Beginning 2004, Mothusi and his law firm attracted the attention of law enforcement officers who investigated both for alleged criminal wrongdoing. Subsequent to this, the law firm was closed and Mothusi served six months in prison on charges of conspiracy to defraud. However, the Court of Appeal later overturned his conviction. Likewise, his law firm was cleared of all charges brought against it by the same court. Mothusi has now launched a legal battle against the DCEC and BPS and in his statutory notice to both parties (as well as the Attorney General) makes a damning allegation against DCEC.

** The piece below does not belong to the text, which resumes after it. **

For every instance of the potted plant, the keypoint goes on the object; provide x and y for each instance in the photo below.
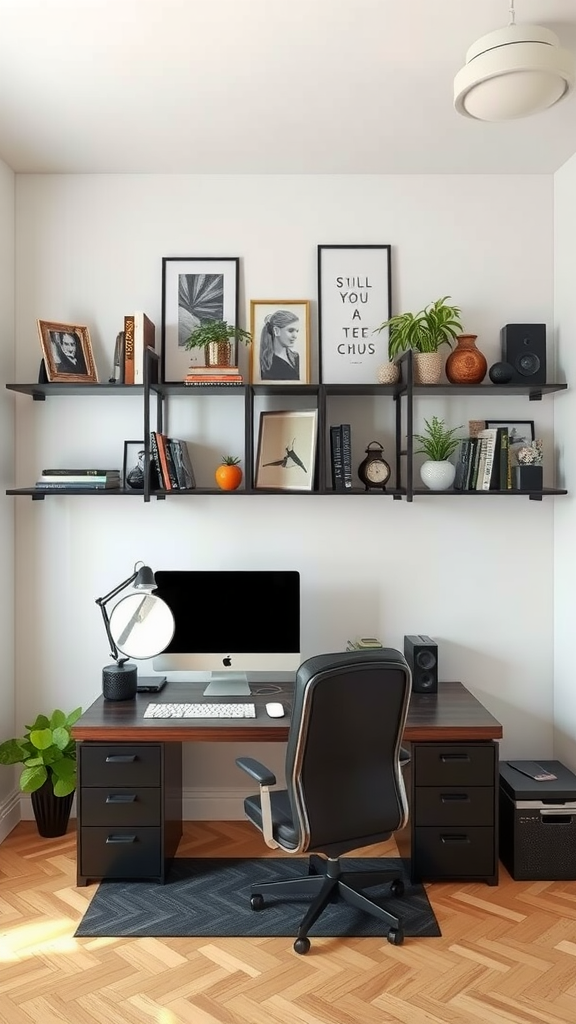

“The unlawful tapping of plaintiffs’ phones and closure caused a substantial loss and encroachment into partnership material not relevant to the trial in which the plaintiff was acquitted twice by the High Court, sitting with appellate position, to be confirmed in the latter appearance before the Court of Appeal,” the notice reads.
Mothusi lays this tapping at the feet of DCEC officers who didn’t have a court order to listen in on his telephone conversations as the law requires. Once before, the High Court has handled a case like this one which was later settled out of court. The case was between the current Gabane-Mankgodi MP, Major General Pius Mokgware, on one hand and the Botswana Defence Force and Be Mobile on the other. It is unclear how much Mokgware got in the court-of-court settlement but he had made a claim totalling P12 million. After retiring from the army, Mokgware went into opposition politics.
As compensation for all that he has been put through, Mothusi is demanding P34.3 million from the government and he wants “the quantifications of the award to show the court’s disdain” for the actions of [DCEC’s] officials.